HANS HARTUNG RETROSPECTIVE
 October 11 until March 1 

This exhibition brings a fresh eye to the oeuvre of this major 20th-century artist and his crucial role in art history: Hartung was a forerunner of abstraction, one of the most influential artistic discoveries of his time.  This retrospective is built around a tightly focused selection of some 300 works from various collections – French and international, public and private – and most notably the Hartung-Bergman Foundation. This tribute is a follow-up to the Museum’s acquisition of a group of four works by Hartung in 2017.

 

MUSEE DU LOUVRE 

PIERRE SOULAGES
December 11 until March 9

The Louvre edicates a retrospective to the king of the dark. An exceptional tribute for the painter’s 100th birthday (he was born on December 24, 1919) through a unique and private exhibition in the prestigious Salon Carré set between the Galerie Apollon and the Grande Galerie.

 

PETIT PALAIS

IN THE DRAWING ROOM MASTERPIECES FROM THE PRAT COLLECTION
March 17 until July 12

The collection of Louis-Antoine and Véronique Prat, which they started in the 1970s, has become one of the world’s most prestigious private collections of French drawing and, in 1995, it became the first to be shown in an exhibition at the Louvre.

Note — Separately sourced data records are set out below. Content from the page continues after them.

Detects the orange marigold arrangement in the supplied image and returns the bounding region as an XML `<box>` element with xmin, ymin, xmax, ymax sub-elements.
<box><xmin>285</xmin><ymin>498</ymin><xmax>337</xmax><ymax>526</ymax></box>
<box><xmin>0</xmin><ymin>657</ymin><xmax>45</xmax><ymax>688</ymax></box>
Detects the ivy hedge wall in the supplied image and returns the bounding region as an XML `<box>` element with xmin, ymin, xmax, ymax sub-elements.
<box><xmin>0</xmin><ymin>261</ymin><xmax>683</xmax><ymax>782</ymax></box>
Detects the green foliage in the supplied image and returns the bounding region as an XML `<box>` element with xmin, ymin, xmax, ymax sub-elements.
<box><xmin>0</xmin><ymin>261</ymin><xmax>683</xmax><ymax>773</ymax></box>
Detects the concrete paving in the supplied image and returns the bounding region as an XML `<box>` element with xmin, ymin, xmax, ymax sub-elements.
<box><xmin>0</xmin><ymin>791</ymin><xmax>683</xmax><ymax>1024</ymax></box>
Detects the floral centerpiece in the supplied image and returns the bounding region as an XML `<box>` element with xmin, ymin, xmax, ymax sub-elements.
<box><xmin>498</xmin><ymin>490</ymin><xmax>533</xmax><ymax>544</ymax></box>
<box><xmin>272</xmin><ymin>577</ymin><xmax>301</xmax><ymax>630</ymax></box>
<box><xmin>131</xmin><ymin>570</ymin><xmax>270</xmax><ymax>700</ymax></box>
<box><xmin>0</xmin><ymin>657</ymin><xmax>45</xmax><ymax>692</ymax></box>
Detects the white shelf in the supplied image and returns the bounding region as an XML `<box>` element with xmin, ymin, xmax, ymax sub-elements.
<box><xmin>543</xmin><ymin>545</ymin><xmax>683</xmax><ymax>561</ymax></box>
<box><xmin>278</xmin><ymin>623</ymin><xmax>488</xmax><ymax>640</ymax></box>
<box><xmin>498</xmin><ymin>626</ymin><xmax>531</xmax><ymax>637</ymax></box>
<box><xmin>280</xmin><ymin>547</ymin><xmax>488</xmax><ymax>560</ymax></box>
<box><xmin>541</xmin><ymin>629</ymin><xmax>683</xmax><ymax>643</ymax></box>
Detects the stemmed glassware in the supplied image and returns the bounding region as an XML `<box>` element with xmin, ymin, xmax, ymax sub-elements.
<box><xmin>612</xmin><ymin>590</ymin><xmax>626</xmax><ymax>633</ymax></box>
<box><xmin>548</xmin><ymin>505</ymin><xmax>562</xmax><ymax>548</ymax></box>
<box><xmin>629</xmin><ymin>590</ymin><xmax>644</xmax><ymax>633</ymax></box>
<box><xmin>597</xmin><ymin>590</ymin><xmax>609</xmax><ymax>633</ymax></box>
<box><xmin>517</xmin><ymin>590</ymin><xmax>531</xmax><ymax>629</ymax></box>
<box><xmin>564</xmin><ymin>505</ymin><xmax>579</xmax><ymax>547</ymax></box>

Le Petit Palais has decided to organize a new and expanded presentation of this collection in 2020 to coincide with the opening of the Salon du Dessin, an event that attracts all French and international art lovers.

THE GOLDENAGE OF DANISH PAINTING
April 28 until August 16

For the first time in France in nearly thirty-five years, the Petit Palais is presenting an exhibition celebrating the golden age of Danish painting (1800 to 1864). The exhibition includes more than 200 works by leading artists of this period, including Christoffer Eckersberg, Christen Købke, Martinus Rørbye and Constantin Hansen. 

 

MUSEE PICASSO 

PICASSO READINGS RE-READINGS
February 11th to January 10th

“Picasso. Lectures, relectures” presents a thematic tour through the museum’s collections, dedicated to the influence of literature on the work of Pablo Picasso. An unobtrusive but insatiable reader, Picasso drew inspiration from books throughout his life. In the light of his personal library, part of which is presented here for the first time, some of the museum’s masterpieces reveal the importance of narrative in the artist’s creative process. This highly original exhibition immerses visitors in his imaginative world and provides a fresh take on his work.

 

PALAIS DE TOKYO 

ULLA VON BRANDENBURG
February 21st until May17th

Ulla von Brandenburg has imagined a total, evolving project, inspired from the theatre, as well as its imaginary and conventions. Around the notion of ritual, understood as the possibility to explore the relationships between individuals and groups, and to create or not to create something in common, the artist invites the public to take part in an immersive and renewed experience of the themes, forms and motifs that feed into her work: movement, the stage, colours, music, textiles...

Installations, sculptures, performances and films specially conceived for the exhibition answer to one another and tangle together to form an open narration, between authenticity and artifice, the natural world and human activities, the interior and the exterior, fiction and reality.